Pedro Kehl - Webdesigner

Thoughts on Tailwind and utility classes

26/07/2022

Tailwind is a utility CSS framework. It is also one of the most polarizing topics in frontend discussions. I see passionate articles defending and attacking the concept with equal intensity. I will try here to analyze my experience with it and comment on whether or not I intend to use it in the future (spoiler: yes).

I remember the first time I tested a utility framework (maybe in 2017?), at the time also called “monolithic” or “immutable”. I chose Tachyons, which in the beginning didn’t even have basic configuration possibilities. Classes were predetermined, there was no post-processing like a “purge” to rid the frontend of unused classes. The total CSS file weighed around 70k.

My interest in Tachyons started when I happened upon a long article which recounted the experience of rewriting a website with it. The article apparently gained some traction, even generating some debates on the net. It took me to a few other texts, among them by the toolkit mentor himself, Adam Morse, radically strong critics against the approach and also to some more nuanced arguments.

It was truly an adventure to develop my first website with Tachyons. I was traveling when I had to develop a website in a maximum of two weeks. In retrospect, I realize how crazy it was to bet on the framework under those circumstances, but I was younger and fearless.

Despite the initial learning curve - like remembering the name of the classes - I managed to master it quickly, delivered the site ahead of schedule and was happy to discover a new tool. Still, I didn’t think Tachyons was mature enough, and I dropped it after the experience. The idea of ​​using utility classes, however, remained with me.

I’ve always tried to write my CSS in an organized way and take advantage of cascading inheritance to my advantage. I’ve adopted BEM (Block Element Modifier), and I’ve always been on the lookout for new ways of thinking about CSS. I read a lot about the idea of ​​”atomic CSS” created by Brad Frost. One of the most interesting I’ve found lately is CUBE CSS, acronym for Composition, Utility, Block and Exception. I want to write about it in the future, which I consider an interesting “halfway” between semantic and utility classes.

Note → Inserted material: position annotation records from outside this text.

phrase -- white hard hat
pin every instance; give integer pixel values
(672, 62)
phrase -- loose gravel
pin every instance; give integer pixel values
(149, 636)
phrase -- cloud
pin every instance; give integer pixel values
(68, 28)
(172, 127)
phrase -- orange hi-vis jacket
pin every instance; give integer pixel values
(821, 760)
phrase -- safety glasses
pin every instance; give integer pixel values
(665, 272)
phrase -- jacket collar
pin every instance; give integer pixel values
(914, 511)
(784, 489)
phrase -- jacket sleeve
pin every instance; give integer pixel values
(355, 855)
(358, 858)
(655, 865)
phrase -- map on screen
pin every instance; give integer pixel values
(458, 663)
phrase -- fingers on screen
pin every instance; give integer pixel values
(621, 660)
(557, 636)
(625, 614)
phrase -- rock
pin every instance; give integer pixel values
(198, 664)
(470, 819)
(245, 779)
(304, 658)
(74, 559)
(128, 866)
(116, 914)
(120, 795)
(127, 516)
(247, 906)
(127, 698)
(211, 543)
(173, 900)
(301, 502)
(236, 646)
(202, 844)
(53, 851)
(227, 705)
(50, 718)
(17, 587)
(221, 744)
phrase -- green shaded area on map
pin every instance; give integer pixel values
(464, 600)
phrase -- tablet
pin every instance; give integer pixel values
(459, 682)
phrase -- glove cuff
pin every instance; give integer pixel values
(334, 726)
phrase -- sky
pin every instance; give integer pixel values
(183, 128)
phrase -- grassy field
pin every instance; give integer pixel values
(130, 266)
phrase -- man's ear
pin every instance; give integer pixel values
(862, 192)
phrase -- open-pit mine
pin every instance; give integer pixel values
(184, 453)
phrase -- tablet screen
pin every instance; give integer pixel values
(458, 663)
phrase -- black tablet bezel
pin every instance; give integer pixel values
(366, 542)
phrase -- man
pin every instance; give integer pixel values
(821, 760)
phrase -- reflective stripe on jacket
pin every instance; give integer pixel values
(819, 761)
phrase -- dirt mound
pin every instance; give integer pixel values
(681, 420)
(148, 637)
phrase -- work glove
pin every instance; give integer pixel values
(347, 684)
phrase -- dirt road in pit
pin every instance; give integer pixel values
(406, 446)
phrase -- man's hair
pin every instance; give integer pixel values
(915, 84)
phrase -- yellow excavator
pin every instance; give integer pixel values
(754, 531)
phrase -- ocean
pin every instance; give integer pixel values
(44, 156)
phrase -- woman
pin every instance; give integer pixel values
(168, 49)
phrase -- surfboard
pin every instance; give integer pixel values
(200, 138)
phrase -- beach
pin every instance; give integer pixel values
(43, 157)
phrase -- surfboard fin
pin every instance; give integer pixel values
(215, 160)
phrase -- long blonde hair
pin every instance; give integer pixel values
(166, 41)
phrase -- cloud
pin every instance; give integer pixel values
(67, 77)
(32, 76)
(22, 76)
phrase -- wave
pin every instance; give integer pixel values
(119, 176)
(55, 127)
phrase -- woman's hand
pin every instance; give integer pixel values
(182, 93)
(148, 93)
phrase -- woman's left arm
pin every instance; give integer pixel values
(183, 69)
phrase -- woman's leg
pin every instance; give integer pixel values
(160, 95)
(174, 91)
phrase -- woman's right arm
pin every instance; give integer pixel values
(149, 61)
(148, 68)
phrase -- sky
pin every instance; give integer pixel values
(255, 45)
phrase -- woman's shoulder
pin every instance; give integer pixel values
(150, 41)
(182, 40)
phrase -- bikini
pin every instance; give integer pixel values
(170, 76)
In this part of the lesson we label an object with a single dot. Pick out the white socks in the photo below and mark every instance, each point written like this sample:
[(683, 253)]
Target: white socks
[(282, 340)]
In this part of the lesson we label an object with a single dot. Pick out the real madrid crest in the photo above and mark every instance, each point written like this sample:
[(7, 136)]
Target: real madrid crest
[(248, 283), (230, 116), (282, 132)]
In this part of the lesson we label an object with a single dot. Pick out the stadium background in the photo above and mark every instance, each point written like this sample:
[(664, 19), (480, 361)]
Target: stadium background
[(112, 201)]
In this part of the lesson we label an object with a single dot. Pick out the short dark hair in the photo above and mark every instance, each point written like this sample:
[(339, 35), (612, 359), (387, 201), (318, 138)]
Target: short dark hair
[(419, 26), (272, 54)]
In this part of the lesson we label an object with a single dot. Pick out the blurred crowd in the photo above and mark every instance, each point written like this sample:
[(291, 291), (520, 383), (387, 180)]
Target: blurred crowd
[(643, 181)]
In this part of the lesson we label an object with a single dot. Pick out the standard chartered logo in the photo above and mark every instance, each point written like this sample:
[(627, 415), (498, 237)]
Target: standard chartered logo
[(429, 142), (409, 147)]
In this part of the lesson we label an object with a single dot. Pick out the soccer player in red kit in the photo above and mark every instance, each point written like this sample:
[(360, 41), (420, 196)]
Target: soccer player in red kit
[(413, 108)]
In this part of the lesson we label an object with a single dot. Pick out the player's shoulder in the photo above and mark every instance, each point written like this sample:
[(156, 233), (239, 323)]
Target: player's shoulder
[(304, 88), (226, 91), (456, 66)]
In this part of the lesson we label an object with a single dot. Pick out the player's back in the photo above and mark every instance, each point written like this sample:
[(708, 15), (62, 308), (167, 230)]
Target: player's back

The problem with CSS is that it is HARD. Much more than most of us admit. At the same time, it is simple enough to allow it to be used “wrongly”. I put it wrong in quotes, as there is no rigid framework for how CSS should be written. There are good practices, there are methodologies, but there is no “gold standard”. BEM is great, it organizes the code clearly, but it doesn’t solve everything by itself. When taking third-party projects to do maintenance, it is not immediately clear what the reasoning was, how inheritances were thought, etc. CSS pre-processors like Sass and Less came to help a lot, but they created new difficulties, such as the use of mixins in the project: they can make it immensely easier, but when they come from third parties, they need to be understood. You see, none of these are unsolvable problems. They are setbacks. They take hours of development, attention and neurons. Part of how you decide to organize CSS also depends on subjective decisions. In a way, each one writes their styles in a personal way.

Aside from design decisions and methodologies, there’s another issue: customers change their minds. A series of “cards” can become slides. Or items in a list. Or content whose semantics of the classes we define in our BEM schema will no longer make sense. Morse’s article stuck in my head. More than the Tachyons framework itself.

In works developed in teams, the generating logic of the CSS is often lost or ends up being filtered by conflicting views of how the code should be written. In an ideal world, teams are organized, rules are clear and everyone speaks the same language. In reality, CSS tends to grow haphazardly, piling up classes and exceptions.

This is precisely where, in my view, utility classes come to help a lot. HTML with Tailwind classes is, without a doubt, ugly (it seems to me that this is an unambiguous question). But it translates, in a simple way, all the logic of that block or component. More than that, it becomes portable and can be injected into other projects easily. No issues with inheritance, no hidden mixins. Tailwind is the “WYSIWYG” expression in CSS. Used with modern IDE’s like VS Code, it is possible to use code hints for all classes, in addition to being able to visualize the code of each one of them with a simple hover.

More than that: web development has increasingly moved away from the notion of separation of concepts from the past. One of the most important factors of this change is JavaScript frameworks such as React, Vue, Solid etc. In general, componentization has broken down CSS blocks into portable units, but without necessarily decreasing the verbosity of the code. Same properties in different components keep generating duplicate properties in the CSS delivered to the browser.

HTML pages no longer work like the old inspirational CSS Zen Garden. The content of the modern internet is much more in structured data delivered via API’s - whether REST, GraphQL or tRPC - than in HTML with semantic content.

Within this logic, Tailwind and the like seem to me to be a clearer expression of reality. Instead of trying to standardize a methodology capable of giving consistency to increasingly complex projects, utility frameworks are more pragmatic. They embrace the difficulty of writing CSS by delivering unique and unambiguous micro classes. They are also easily adaptable to host design tokens, creating consistency and scalability.